The characteristics of patients in the punctate and striped groups at diagnosis are summarized in Table 2. Mean age was significantly greater in the striped group (70.8 ± 6.3 vs 56.1 ± 12.0, P = 0.011). Men predominated in the punctate group (13/17, 76.5%), and women predominated in the striped group (5/6, 83.3%). Group BMIs were not significantly different. Sixteen of the 17 patients in the punctate group (16/17, 94.1%) had concurrent cirrhosis, whereas no patient in the striped group (0/6, 0%) had cirrhosis (P < 0.001). In the striped group, the most common associated disease was chronic kidney disease (5/6, 83.3%), which was followed by diabetes mellitus (3/6, 50%), and patients in this group had an increased prevalence of chronic kidney disease (5/6, 83.3% vs 2/17, 11.8%; P = 0.014). The frequencies of other associated diseases were not significantly different in the two groups. As regards initial laboratory findings, serum bilirubin was significantly higher in the punctate group (1.88 ± 1.39 vs 0.64 ± 0.41, P = 0.044), but creatinine was significantly higher in the striped group (4.27 ± 2.79 vs 1.07 ± 0.45, P = 0.034), and BUN was non-significantly higher in the striped group (51.9 ± 39.9 vs 22.5 ± 13.8, P = 0.130). Mean hemoglobin levels were similar in the punctate and striped groups (7.5 ± 3.4 vs 6.6 ± 1.4, P = 0.528), but platelet counts and serum albumin levels were non-significantly lower in the punctate group (114.5 ± 81.5 vs 159.6 ± 51.1, and 2.51 ± 0.39 vs 3.00 ± 0.59; P = 0.168 and 0.070, respectively). INR was non-significantly higher in the punctate group (1.23 ± 0.26 vs 1.08 ± 0.28, respectively, P = 0.130).

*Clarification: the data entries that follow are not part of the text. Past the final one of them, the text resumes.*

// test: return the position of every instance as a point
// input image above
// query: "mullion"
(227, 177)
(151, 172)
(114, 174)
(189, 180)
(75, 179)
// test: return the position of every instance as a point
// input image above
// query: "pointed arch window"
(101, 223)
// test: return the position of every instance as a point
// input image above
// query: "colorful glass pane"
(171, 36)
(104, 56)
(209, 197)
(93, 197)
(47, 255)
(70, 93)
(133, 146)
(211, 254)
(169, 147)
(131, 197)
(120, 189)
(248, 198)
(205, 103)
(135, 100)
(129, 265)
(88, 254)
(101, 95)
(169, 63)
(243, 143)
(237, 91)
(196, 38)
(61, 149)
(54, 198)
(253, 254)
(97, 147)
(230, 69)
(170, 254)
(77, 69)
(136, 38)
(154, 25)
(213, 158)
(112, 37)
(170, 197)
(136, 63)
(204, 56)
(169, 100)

| Punctate (n = 17) | Stripe (n = 6) | P value | |
| Age, yr, mean ± SD | 56.1 ± 12.0 | 70.8 ± 6.3 | 0.011 |
| Gender (males/females) | 13/4 | 1/5 | 0.018 |
| BMI, kg/m2, mean ± SD | 23.5 ± 3.9 | 25.2 ± 2.6 | 0.612 |
| Liver cirrhosis, n (%) | 16 (94.1) | 0 | < 0.001 |
| Other associated diseases, n (%) | |||
| Chronic kidney disease | 2 (11.8) | 5 (83.3) | 0.003 |
| SLE | 0 | 1 (16.7) | 0.261 |
| Hypertension | 3 (17.6) | 2 (33.3) | 0.576 |
| Diabetes mellitus | 5 (29.4) | 3 (50.0) | 0.621 |
| Initial laboratory findings, mean ± SD | |||
| Hemoglobin level, g/dL | 7.5 ± 3.4 | 6.6 ± 1.4 | 0.528 |
| Platelet count, k/μL | 114.5 ± 81.5 | 159.6 ± 51.1 | 0.168 |
| Total bilirubin, mg/dL | 1.88 ± 1.39 | 0.64 ± 0.41 | 0.044 |
| Albumin, g/dL | 2.51 ± 0.39 | 3.00 ± 0.59 | 0.070 |
| INR | 1.23 ± 0.26 | 1.08 ± 0.28 | 0.130 |
| BUN, mg/dL, | 22.5 ± 13.8 | 51.9 ± 39.9 | 0.130 |
| Creatinine, mg/dL | 1.07 ± 0.45 | 4.27 ± 2.79 | 0.034 |
Ten of the 23 patients (43.5%) were diagnosed with overt GAVE bleeding, and this was significantly more common in the non-cirrhosis group than in the cirrhosis group (6/7, 85.7% vs 4/16, 25.0%; P = 0.019, Table 3), and more common in the striped group than in the punctate group (5/6, 83.3% vs 5/17, 29.4%; P = 0.052, Table 4). Endoscopic APC treatment was required significantly more frequently in the non-cirrhosis group than in the cirrhosis group (6/7, 85.7% vs 4/16, 25.0%; P = 0.019), and more frequently required in the striped group than in the punctate group (5/6, 83.3% vs 5/17, 29.4%; P = 0.052). However, numbers of admissions due to GAVE bleeding were no different in the cirrhosis and non-cirrhosis groups (3.00 ± 2.45 vs 3.00 ± 2.83, NS) and in the punctate and striped groups (3.00 ± 2.83 vs 3.00 ± 2.45, NS). In addition, no patient in either group needed therapy escalation to surgery. All 10 patients with GAVE bleeding underwent endoscopic APC treatment on a weekly or fortnightly basis, and all responded well to treatment. The mean numbers of APC sessions in patients with GAVE bleeding were similar in the cirrhosis and non-cirrhosis groups (4.50 ± 4.95 vs 4.80 ± 5.08, NS) and in the punctate and striped groups (4.00 ± 4.34 vs 5.25 ± 5.44, NS). Median follow-up durations were 24 mo and 26 mo in cirrhosis and non-cirrhosis groups, respectively, and 23 mo and 27 mo in punctate group and striped groups, respectively (neither intergroup difference was significant). During follow-up, 3 patients in the cirrhosis group and 1 patient in the non-cirrhosis group died of a cause other than GAVE bleeding (hepatocellular carcinoma in 1, hepatic failure in 1, and multiple organic failure in 2). No patient succumbed to GI hemorrhage.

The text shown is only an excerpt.